- cache() - a PySpark optimization method that stores a DataFrame (or RDD) in memory (executor RAM) after the first action triggers its computation.
- It avoids recomputing the DataFrame for subsequent actions, improving performance.

- Key Points: -
    - Stores data in executor memory (not driver memory)
    - Lazy eveluation: cache() takes effect only after an action (e.g., show(), count()),
    - If executor memory is insufficient, Spark may evict partitions and recompute them.
    - cache() is shorthand for persist (StorageLevel.MEMORY_AND_DISK).

- Benefits of cache(): -
    - 1. Speeds up jobs when reusing the same DataFrame.
    - 2. Saves recomputation time in iterative algorithms (ML, Graph Processing).
    - 3. Useful for Exploratory Data Analysis (EDA).
    - 4. Optimizes performance in joins where a DataFrame is reused.

- Basic Architechture:
| -- | -- | -- |
| Driver | -> | Executors |
| sends tasks | -- | Executes tasks |
| no cacheing | -- | caches data in memory |

In [None]:
from pyspark.sql import SparkSession, Row

spark = SparkSession.builder.appName("cacheExample").getOrCreate()

In [None]:
data = [
    (1, "Manta", 75000, "IT", 24),
    (2, "Dipankar", 30000, "Post Master", 27),
    (3, "Souvik", 60000, "Army Officer", 27),
    (4, "Soukarjya", 45000, "BDO", 26),
    (5, "Arvind", 35000, "Business Data Analyst", 28),
    (6, "Prodipta", 25000, "Data Analyst", 28),
    (7, "Padma", 20000, "Data Analyst", 27),
    (8, "Panta", 125000, "Business Analyst", 27)
]

df = spark.createDataFrame(data, ["id", "name", "salary", "department", "age"])

# show full DataFrame
df.show()

#### Cache the DataFrame

In [None]:
# apply cache()
df.cache()

In [None]:
# trigger an action to materialize the cache
df.count()

- Explanation:
    1. after the first action (count), Spark stores partitions of 'df' in executor memory.
    2. Future actions reuse the cache data

#### Perform Actions on Cached Data

In [None]:
# show DataFrame (faster after caching)
df.show()

In [None]:
# filter records where age>27
df.filter(df.age > 28).show()

In [None]:
# group by age and coumt
df.groupBy("age").count().show()

In [None]:
# complex query example
df.select("name", "age") \
    . filter(df.age >= 30) \
    .orderBy("age") \
    .show()

In [None]:
# check if DataFrame is cached
print("Is DataFrame cached? ", df.is_cached)

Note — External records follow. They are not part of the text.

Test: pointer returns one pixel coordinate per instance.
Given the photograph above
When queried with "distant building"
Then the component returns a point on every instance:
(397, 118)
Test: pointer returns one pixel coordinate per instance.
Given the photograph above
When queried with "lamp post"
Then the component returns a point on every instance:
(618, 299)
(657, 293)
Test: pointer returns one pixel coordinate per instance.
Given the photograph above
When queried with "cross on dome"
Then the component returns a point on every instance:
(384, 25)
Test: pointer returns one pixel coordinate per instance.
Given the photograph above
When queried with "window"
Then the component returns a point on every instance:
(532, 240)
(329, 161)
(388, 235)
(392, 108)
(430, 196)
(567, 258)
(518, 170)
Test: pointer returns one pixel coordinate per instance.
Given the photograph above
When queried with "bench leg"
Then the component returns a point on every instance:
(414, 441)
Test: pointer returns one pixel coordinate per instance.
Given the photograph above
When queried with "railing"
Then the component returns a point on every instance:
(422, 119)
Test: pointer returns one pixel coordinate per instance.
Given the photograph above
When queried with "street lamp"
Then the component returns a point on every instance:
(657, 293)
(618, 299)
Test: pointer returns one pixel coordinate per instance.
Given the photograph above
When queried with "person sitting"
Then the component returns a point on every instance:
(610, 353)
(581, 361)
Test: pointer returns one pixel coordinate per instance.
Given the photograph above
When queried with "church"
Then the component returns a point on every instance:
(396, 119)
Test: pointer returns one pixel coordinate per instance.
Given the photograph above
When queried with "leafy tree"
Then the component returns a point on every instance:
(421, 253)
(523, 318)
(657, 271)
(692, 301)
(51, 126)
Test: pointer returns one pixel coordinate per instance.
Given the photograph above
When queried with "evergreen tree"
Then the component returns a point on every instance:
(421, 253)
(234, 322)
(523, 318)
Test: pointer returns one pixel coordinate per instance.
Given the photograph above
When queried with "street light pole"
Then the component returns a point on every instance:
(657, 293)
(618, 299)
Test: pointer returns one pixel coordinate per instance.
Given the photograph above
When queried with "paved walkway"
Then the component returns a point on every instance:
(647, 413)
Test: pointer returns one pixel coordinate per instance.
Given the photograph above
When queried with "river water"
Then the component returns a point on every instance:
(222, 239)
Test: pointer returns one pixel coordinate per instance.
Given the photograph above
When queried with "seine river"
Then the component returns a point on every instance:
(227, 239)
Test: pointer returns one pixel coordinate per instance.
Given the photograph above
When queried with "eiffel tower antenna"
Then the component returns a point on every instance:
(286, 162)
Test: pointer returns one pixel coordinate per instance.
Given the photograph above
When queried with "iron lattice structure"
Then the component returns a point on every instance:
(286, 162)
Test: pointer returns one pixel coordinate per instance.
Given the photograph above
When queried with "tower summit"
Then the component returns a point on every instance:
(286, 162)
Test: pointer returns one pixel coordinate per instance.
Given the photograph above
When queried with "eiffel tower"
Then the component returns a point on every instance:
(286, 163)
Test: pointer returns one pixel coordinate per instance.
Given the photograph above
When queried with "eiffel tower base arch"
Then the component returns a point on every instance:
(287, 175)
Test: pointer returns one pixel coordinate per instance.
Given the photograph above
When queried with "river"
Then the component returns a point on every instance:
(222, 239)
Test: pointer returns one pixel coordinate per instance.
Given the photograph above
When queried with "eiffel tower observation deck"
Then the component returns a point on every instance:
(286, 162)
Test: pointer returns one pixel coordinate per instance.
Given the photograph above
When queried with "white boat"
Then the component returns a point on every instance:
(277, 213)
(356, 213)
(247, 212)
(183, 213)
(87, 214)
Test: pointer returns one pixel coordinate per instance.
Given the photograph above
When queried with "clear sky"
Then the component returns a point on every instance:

#### Remove Cache (Unpersist)

In [None]:
# free up executor memory
df.unpersist()

In [None]:
# confirm cache removal
print("Is DataFrame cached after unpersist? ", df.is_cached)

#### When to use cache()? (Real-world scenarios)
- Reusing DataFrame in multiple actions/transforms
- EDA workflows with repeated filtering/grouping
- ML pipelines with repeated training dataaccess
- Repeated joins with the same lookup DataFrame
- Iterative graph algorithms (e.g. PageRank)

#### Best Practices
- Trigger an action after cache() to store data
- Monitor Spark UI > Storage tab for cache status.
- Use unpersist() when caching is no longer needed.
- Use persist() if fine-grained control (disk/memory) is required.
- Avoid caching large DataFrames unnecessarily to prevent OOM issues.

### Summary:
- cache() stores data in executor memory for faster access.
- reduces recomputation time in Spark workflows.
- requires an action (e.g., count()) to trigger caching.
- use unpersist() to manage memory effectively.